Diese Lösung ist im Gegensatz zu SSO lokal begrenzt. Der Konfigurations- und Anpassungsaufwand ist also gemessen an WebSSO Systemen sehr gering:

  • keine SSO Infrastruktur nötig (SP/IdP)
  • keine Redirects
  • keine SSO Auth Plugins für Webapps

Ein authentifizierter Benutzer samt Rollen kann einfach durch Aufruf der spezifizierten Servlet Methoden getRemoteUser() bzw. getUserPrincipal() oder isUserInRole() ermittelt werden.

Tests/Portierung zum JBoss
Bislang wurden noch keine Tests im JBoss durchgeführt.

generische Sessions
In der aktuellen Version setzt das XCS Modul auf die Servlet Spezifikation und kann nur J2EE konforme Sessions mit dem Parameternamen JSESSIONID verwalten.
Eine Erweiterung auf generische Sessions mit beliebigem Parameternamen würde auch Anwendungen mit mehreren Sessions unterstützen können. Allerdings wird die Session-Verwaltung in so gut wie allen Fällen ohnehin von einem J2EE konformen Framework übernommen und entspricht somit der Servlet Spezifikation.

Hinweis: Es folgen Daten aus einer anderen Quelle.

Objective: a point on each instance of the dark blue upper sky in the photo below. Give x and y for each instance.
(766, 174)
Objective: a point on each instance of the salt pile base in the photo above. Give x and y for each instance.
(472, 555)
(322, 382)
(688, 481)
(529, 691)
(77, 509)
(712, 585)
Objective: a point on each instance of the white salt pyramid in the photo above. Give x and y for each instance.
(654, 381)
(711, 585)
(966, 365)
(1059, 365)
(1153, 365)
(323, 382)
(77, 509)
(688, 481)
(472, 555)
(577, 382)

Momentan wird das Tomcat XCS Modul für eine Veröffentlichung unter einer Open-Source-Lizenz aufgearbeitet. In Zuge dessen erfolgt auch die Dokumentation über Einsatz und Installation des Moduls – denn die applikationsübergreifende Session-Verwaltung und -Synchronisierung mittels des Tomcat Servlet Container ist  sicherlich auch für andere Portale als nur die Online-Serviceplattform mein campus interessant.